Please note that leveling legs are not landing legs. Landing legs are two heavy duty legs with pads that crank down mechanically to support the front end of the trailer when it is not resting on the tractor. When a driver backs up to the trailer to hook up, he'll move the tractor slowly backward until the king pin hits the end of the slot in the coupler on the tractor. Sometimes the impact can move the trailer back a few inches. Landing legs are designed to withstand that impact, whereas leveling legs are not. They are designed to go up and down but not to withstand sliding horizontally, i.e., forward, backward or sideways, with the weight of the trailer on them. Coupling and uncoupling the trailer should only be done when the trailer is resting on the landing legs, not the leveling legs. It should also only be coupled or uncoupled by a professional driver accustomed to doing so.
It is best to uncouple the tractor before leveling, even if the tractor stays with the trailer. The hydraulic cylinder in the leveling legs can exert a lot of force, enough to lift the trailer as well as the rear of the tractor. If the driver does not uncouple the hitch before leveling, and the leveling legs travel significantly to level the front of the trailer, the trailer king pin will also be lifting up the rear of the tractor along with it. This will result in the rear of the tractor partially hanging from the king pin, with its weight suspended from the front of the trailer. It only takes a few seconds to pull the lever to release the king pin, even if you don't move the tractor. Once again remember, it is very important to only have a professional tractor driver perform these tasks.
If you have plumbing in your trailer, or anything that will be damaged if it freezes, you'll need to be careful in cold weather. Before going into freezing weather it's important to drain all the water from the plumbing system. If you have a generator set, remember to check the coolant for cold weather, and if you plan to run it in cold weather, use a winter blend fuel if it has a diesel engine. You might also consider lighter weight engine oil for winter use.

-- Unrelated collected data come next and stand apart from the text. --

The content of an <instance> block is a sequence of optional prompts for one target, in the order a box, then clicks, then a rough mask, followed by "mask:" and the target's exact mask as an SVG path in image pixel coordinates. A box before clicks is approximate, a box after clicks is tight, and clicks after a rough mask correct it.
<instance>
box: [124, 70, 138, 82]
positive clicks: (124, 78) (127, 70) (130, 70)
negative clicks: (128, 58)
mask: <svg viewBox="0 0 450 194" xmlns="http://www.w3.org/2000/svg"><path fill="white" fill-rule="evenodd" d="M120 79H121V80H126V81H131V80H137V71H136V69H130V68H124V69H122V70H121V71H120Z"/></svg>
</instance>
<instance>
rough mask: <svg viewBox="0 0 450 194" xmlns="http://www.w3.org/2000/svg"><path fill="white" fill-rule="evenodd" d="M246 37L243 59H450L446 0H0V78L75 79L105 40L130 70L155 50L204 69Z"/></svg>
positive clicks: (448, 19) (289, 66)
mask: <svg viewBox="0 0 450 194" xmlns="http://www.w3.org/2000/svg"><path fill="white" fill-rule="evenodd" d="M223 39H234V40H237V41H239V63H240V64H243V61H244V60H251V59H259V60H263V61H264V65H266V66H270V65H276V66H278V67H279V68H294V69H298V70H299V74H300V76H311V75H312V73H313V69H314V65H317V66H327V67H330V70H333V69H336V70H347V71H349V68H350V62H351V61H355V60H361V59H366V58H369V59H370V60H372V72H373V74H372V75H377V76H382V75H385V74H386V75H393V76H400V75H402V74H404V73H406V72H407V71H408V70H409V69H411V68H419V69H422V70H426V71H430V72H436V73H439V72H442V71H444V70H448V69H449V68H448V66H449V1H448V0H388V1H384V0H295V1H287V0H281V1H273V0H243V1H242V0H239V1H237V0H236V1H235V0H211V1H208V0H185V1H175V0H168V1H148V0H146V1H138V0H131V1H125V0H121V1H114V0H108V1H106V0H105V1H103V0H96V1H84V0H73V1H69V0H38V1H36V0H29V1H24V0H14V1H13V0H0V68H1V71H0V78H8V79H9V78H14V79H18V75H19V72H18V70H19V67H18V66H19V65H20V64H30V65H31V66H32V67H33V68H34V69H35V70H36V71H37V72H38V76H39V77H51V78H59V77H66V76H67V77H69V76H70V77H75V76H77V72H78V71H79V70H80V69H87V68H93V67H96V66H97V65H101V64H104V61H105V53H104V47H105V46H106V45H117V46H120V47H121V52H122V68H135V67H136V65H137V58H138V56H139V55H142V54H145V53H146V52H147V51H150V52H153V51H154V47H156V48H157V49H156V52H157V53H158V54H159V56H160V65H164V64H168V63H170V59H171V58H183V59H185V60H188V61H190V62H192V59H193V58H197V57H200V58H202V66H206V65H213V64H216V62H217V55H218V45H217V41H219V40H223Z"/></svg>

Vehicle batteries are most commonly the sealed lead acid type (SLA). It's the nature of new SLA batteries to gradually discharge about 5% per month if left unused/uncharged, even if nothing is connected to them. This is called the self discharge rate. The self discharge rate will likely be higher if the batteries are left connected, even if everything is turned off. If you plan to store the trailer for an substantial amount of time, it's a good idea to disconnect the batteries but also be prepared to recharge them, if necessary, when you want to use the trailer again. If your trailer is equipped with a charger powered by 120 volt power, you can plug it in ahead of time to charge the batteries.